Parole, voci, gesti, immagini…
EDARC Edizioni
ISBN 978-88-97060-28-4
Pagine: 254
Prezzo indicativo: Euro 16,00
Scheda Editoriale
Per quali strani meccanismi la mania esterofila linguistica si è spinta al punto da introdurre nella nostra lingua una caterva di parole, parolette, frasette angloamericane, mal capite, mal pronunciate ed oltretutto estranee alla musicalità dell’italiano?
Può esser vero che il caos della lingua italiana sia una forma di ricchezza. Un caos spiegabilissimo, data la storia, la geografia e altro ancora. Bisogna, nella lingua viva, accettare le inevitabili adozioni di parole straniere, adattandole, se possibile, al nostro contesto linguistico, ma evitando il ridicolo degli “anglo-americanismi” da strapazzo che complicano la lingua ed esigono da chi legge, scrive e, soprattutto, sente, uno sforzo continuo in gran parte sterile. Un inutile scimmiottamento della parlata anglo-americana, un triste fenomeno da adoratori dei feticci alla moda, indegno di un popolo che dispone di immense ricchezze culturali e tra queste la lingua che fu, tra gli altri, di Dante e di Manzoni.
Claudio Antonelli (in origine Antonaz) è originario di Pisino (Istria). Dopo aver trascorso gli anni giovanili a Napoli, vive da tempo a Montréal (Québec, Canada).
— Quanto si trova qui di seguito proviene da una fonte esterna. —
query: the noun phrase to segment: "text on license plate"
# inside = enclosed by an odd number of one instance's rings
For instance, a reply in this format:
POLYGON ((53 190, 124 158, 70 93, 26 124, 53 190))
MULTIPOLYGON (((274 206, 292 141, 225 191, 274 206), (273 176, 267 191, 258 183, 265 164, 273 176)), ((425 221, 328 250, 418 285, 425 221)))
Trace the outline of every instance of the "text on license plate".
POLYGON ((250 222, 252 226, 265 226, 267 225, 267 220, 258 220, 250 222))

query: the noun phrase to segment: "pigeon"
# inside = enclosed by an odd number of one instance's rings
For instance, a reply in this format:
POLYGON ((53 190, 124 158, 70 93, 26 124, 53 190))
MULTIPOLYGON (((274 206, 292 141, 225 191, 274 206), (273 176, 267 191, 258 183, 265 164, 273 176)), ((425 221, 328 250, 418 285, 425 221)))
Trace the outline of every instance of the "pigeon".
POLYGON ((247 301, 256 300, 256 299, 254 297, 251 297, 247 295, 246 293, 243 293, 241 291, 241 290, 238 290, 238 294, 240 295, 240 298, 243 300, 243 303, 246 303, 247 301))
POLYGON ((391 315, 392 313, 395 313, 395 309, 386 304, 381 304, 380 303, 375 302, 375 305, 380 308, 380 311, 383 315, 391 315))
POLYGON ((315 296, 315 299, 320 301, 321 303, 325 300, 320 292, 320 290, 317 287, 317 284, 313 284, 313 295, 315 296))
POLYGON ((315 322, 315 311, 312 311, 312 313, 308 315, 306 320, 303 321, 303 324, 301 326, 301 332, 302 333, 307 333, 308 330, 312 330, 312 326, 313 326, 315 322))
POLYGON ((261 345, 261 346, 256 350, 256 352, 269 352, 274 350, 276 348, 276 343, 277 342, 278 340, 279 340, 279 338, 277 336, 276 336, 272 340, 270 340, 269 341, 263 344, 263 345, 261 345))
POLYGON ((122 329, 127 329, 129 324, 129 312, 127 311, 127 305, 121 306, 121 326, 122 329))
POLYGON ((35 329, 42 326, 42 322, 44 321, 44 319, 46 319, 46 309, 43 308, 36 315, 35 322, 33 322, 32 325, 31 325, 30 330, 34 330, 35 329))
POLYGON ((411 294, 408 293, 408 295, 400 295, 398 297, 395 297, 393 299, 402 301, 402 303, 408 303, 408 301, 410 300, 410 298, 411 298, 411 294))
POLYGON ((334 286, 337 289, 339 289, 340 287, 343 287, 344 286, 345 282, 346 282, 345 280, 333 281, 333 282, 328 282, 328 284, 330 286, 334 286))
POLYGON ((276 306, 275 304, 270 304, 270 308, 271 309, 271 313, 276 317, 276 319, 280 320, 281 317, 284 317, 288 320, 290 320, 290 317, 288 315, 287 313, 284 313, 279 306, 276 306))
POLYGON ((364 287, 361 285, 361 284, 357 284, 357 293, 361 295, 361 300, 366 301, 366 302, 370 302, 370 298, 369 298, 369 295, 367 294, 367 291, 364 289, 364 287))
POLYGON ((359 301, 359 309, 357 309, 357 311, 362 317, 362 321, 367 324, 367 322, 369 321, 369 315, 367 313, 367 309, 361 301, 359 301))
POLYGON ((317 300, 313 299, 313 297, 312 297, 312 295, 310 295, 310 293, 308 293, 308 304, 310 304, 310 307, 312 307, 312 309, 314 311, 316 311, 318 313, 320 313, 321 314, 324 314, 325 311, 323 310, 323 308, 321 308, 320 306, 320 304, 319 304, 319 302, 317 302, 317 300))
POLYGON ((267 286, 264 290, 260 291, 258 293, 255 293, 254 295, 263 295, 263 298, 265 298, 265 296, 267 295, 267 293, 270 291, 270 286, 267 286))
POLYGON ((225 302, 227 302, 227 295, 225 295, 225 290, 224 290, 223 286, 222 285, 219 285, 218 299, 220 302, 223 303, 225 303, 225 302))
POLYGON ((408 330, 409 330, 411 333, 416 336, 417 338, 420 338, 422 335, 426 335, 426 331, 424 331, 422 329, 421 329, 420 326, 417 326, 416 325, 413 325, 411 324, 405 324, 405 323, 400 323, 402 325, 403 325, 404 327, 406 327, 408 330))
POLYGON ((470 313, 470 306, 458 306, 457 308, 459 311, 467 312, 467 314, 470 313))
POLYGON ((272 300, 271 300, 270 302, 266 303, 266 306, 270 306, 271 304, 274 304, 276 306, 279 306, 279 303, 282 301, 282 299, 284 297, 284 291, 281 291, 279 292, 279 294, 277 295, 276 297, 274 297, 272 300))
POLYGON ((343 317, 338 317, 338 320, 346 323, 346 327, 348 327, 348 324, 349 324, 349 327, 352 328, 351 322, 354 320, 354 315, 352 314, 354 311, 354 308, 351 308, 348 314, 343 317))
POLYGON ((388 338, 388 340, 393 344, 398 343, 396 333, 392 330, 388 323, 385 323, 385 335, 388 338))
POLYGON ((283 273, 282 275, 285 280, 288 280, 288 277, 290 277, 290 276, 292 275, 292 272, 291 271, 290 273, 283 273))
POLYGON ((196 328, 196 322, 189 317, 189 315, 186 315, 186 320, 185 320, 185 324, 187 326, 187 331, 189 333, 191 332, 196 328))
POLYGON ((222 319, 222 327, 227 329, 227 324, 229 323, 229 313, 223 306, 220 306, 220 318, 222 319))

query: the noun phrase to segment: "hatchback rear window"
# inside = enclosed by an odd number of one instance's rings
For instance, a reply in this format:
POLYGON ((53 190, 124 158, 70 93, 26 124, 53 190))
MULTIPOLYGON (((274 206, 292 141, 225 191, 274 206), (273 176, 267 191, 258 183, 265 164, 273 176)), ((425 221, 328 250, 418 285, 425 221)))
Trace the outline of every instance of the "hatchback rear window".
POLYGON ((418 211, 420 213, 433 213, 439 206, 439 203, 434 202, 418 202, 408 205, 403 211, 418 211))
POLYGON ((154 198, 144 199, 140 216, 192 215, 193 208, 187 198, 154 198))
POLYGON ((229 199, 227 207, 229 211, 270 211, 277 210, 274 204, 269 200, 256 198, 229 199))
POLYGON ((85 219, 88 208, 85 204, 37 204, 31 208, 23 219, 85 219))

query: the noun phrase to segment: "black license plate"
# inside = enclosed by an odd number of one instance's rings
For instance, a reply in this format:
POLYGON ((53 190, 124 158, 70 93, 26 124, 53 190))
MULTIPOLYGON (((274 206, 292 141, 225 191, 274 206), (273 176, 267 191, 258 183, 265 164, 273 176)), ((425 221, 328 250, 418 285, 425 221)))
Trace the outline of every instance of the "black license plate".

Bravo Claudio Antonelli, è proprio ciò che vado ripetendo da anni : perché rovinare l’italiano impastandolo con un sacco di parole angloamericane ? Una volta un signore, diciamo attempato, che studiava l’italiano con passione alla Dante Alighieri della mia città di Nantes mi disse, guardando un articolo giornalistico : « Non sapevo che per imparare l’italiano occorresse sapere bene l’inglese ! »… E che dire della TV italiana? Sembra proprio che giornalisti, presentatori, saltimbanchi che siano, facciano a gara per farci credere che non sono ignoranti, sciorinando parole più grosse di loro. Mentre, è proprio così che vengono giudicati ignoranti.
I francesi dicono : « la culture est comme la confiture, moins on en a et plus on l’étale. » Ben detto, no ?
C’è da rifletterci, quando si sa che da sempre – e oggi più che mai – lo dice un’insegnante d’italiano ormai pensionata, la lingua italiana ha bisogno di essere difesa, nella sua specificità, anche nell’ambito della scuola francese.